According to the few case reports available that are similar to the present case, most patients made a full recovery. Some patients, however, were reported to have had a poor outcome.

In our opinion, a probabilistic approach to clinical decision-making is always beneficial. If it looks like a duck, swims like a duck, and quacks like a duck, then it probably is a duck—but not always. Cerebral vasospasm is not the most common etiology in patients suffering a stroke, particularly in elderly patients with UIA. In the present case, all available diagnostic means were exploited to determine the cause of the stroke, including cerebral duplex ultrasonography and TFCA. In addition to the classic presentation of a spontaneous aneurysmal SAH, there are other factors that may contribute to the development of transient vessel narrowing. The similar clinical presentation of reversible cerebral vasoconstrictive syndrome (RCVS) is also associated with transient increased blood flow velocity, but without evidence of an SAH or an aneurysm. RCVS most commonly occurs because of vasoactive substances or during the postpartum period, but a cerebral venous sinus thrombosis or a traumatic brain injury may also cause increased cerebral blood flow velocity. In this case, typical angiographic signs of vasospasm and an exhaustive review of the medical history of the patient led to the proper diagnosis.

This patient with a surgically treated UIA developed vasospasm in the absence of an SAH. It is crucial to discern that the absence of a subarachnoid hemorrhage in patients with UIA does not preclude the presence of cerebral vasospasms. The incidence of vasospasm and DCI after a clipping of the UIA is completely unknown. There are probably several reasons for this lack. On the one hand, the clinical staff often does not know that DCI can arise after an uneventful clipping, and as a result, little attention is paid to this possibility. The latency of vasospasm onset for up to three weeks postoperative is another pitfall to consider. In one case, the report of onset of symptoms was 28 days after surgery [13]. By that time, after an uneventful clipping of a UIA, most patients have usually been discharged as free of neurological symptoms. Thus, it may be difficult to recognize a causal relationship with such a time gap. On the other hand, the evolution of surgical techniques in the last decade has opened up the possibility of performing relatively low-risk surgeries in the elderly. Therefore, coinciding events such as an ischemic stroke are not unlikely.

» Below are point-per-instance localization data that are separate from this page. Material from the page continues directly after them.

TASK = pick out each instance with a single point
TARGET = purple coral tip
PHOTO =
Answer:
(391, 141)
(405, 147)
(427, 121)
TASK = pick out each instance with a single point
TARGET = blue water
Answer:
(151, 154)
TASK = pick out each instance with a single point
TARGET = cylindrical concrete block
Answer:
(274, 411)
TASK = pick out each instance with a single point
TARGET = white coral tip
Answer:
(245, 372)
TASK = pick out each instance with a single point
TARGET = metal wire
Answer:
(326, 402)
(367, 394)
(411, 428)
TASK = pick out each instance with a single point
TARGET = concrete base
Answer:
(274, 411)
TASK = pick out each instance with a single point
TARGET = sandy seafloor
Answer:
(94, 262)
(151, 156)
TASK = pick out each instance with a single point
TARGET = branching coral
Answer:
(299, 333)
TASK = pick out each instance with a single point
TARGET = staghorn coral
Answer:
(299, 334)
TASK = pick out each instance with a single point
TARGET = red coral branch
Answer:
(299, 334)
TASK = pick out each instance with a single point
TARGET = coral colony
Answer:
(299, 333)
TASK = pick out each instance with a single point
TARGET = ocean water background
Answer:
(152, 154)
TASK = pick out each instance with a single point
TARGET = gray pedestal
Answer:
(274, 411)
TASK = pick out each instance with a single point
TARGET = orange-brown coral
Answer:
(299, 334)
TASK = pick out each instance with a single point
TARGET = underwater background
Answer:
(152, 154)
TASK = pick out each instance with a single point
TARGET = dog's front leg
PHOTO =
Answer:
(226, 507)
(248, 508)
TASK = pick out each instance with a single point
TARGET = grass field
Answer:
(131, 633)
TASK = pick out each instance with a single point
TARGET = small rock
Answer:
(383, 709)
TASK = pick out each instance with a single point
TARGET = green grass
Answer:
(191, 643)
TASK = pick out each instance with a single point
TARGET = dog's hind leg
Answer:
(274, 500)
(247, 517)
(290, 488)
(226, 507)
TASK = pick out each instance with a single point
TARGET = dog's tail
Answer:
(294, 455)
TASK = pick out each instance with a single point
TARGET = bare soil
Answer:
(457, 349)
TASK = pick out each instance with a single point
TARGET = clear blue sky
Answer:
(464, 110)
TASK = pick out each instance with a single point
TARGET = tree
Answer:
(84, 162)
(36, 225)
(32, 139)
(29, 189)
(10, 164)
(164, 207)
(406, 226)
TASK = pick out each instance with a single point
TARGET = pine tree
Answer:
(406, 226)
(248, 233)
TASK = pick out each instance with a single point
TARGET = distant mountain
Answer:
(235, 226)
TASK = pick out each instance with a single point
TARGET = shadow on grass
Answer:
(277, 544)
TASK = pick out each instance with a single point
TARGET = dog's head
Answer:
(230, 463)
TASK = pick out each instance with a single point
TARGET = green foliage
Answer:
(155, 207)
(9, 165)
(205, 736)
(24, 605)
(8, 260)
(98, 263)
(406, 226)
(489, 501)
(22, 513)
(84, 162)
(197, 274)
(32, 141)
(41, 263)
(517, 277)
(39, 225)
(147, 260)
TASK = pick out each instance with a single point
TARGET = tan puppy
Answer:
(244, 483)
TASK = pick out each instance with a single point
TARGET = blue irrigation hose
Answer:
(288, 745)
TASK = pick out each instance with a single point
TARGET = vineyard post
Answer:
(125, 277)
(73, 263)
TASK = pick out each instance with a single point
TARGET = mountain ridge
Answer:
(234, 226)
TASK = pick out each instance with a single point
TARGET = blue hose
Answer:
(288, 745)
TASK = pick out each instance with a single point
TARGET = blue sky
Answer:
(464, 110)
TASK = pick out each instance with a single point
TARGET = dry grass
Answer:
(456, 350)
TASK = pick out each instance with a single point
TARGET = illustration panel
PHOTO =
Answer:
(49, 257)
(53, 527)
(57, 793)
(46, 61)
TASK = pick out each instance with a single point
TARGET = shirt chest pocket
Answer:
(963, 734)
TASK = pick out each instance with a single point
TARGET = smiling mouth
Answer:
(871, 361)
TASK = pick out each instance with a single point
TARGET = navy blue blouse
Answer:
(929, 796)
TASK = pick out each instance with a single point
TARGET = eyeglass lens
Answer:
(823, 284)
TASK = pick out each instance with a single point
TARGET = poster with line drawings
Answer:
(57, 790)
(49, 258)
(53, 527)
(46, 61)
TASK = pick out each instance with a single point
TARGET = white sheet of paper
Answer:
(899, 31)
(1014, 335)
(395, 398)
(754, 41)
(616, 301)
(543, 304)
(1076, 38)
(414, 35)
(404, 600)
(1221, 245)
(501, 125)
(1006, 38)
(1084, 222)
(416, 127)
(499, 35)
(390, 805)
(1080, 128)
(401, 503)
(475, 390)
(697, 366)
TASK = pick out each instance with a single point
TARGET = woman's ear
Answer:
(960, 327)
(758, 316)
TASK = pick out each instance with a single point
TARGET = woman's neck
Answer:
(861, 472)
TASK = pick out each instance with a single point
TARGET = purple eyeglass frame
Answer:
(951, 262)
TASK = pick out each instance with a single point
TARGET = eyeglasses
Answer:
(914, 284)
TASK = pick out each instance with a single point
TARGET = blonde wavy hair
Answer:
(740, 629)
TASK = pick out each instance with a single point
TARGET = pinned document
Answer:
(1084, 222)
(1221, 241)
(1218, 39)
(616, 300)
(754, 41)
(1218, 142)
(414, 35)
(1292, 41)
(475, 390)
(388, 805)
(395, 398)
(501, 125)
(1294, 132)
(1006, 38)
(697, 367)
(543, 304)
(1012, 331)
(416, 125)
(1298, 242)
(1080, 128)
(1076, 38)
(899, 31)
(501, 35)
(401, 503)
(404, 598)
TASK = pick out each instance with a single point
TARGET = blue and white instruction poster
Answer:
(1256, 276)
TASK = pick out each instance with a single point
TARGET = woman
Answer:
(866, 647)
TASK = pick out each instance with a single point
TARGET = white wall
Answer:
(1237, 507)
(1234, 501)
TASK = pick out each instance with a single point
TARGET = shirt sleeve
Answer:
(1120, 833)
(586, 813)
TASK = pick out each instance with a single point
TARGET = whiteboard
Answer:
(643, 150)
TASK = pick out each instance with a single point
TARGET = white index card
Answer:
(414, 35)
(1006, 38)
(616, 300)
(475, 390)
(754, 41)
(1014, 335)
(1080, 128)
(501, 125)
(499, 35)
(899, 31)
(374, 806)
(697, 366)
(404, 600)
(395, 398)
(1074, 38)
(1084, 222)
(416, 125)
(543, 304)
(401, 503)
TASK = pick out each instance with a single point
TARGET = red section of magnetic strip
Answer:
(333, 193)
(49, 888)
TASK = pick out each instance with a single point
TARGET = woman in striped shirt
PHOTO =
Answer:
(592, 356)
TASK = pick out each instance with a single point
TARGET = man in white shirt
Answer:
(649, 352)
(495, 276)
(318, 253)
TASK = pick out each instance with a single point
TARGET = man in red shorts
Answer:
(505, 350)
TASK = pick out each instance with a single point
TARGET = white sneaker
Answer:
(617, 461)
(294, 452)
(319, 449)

To further stratify the risk of clinically relevant vasospasm in the management of UIA treatment, it may be beneficial to perform pre- and postoperative transcranial duplex sonography / TCD, especially considering the availability of the neuroprotective calcium channel blocker nimodipine. The resulting findings on the incidence of subclinical and clinical vasospasms after the clipping of a UIA would be of significance in the prevention of stroke.

In conclusion, cerebral vasospasm as a cause of ischemic stroke after uneventful surgery for a UIA seems to be a rare but possibly underestimated etiology that demands particular attention with respect to providing appropriate treatment. In future, it may be prudent to perform follow-up transcranial ultrasonography testing after the clipping of a UIA, especially considering the availability of potentially neuroprotective medications like nimodipine.